Liang’s advice for aspiring CROs emphasises self-awareness rather than technical expertise.

“There are certain skills that compliance professionals, as they move up the ladder, become more embedded in terms of how they think through things. Whether that’s being wedded to the process, being more conservative, looking at the downside, or being very highly detailed. And it’s kind of ironic where when you have that seat at the table as a senior risk and compliance professional, that these things can become your blind spots if you’re not careful.”

His recommendations: develop coping mechanisms for pressure. Build relationships across the organisation. Show genuine care for your team. And don’t underestimate the power of being human.

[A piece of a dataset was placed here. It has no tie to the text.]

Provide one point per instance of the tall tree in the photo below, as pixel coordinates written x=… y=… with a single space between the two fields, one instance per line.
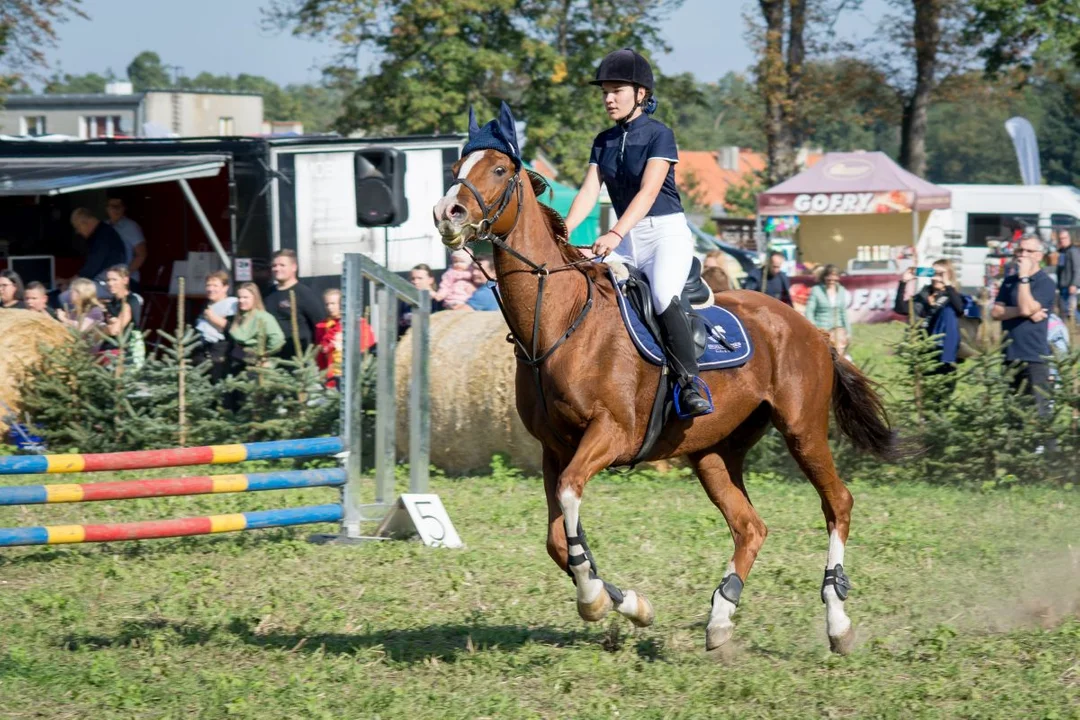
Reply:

“Having a sense of humour or at least humanness… where you’re able to show that you care, that you’re invested in the success and the growth of your team and the business, the more that you’re able to build friends and align stakeholders across the table.”

What makes it worthwhile

When asked about a defining moment, Liang describes migrating one of the Asia Pacific business’s largest card programmes when he was at a two billion dollar global payments unicorn, helping 3,500 merchants and issuing 110,000 Visa cards, while working across five time zones with cross-functional teams.
“That’s what makes you really proud of your team and what you do every day.”

Behind every framework and process, risk management is about enabling organisations to serve their customers safely. In an industry built on trust, that’s not just good compliance, it’s good business.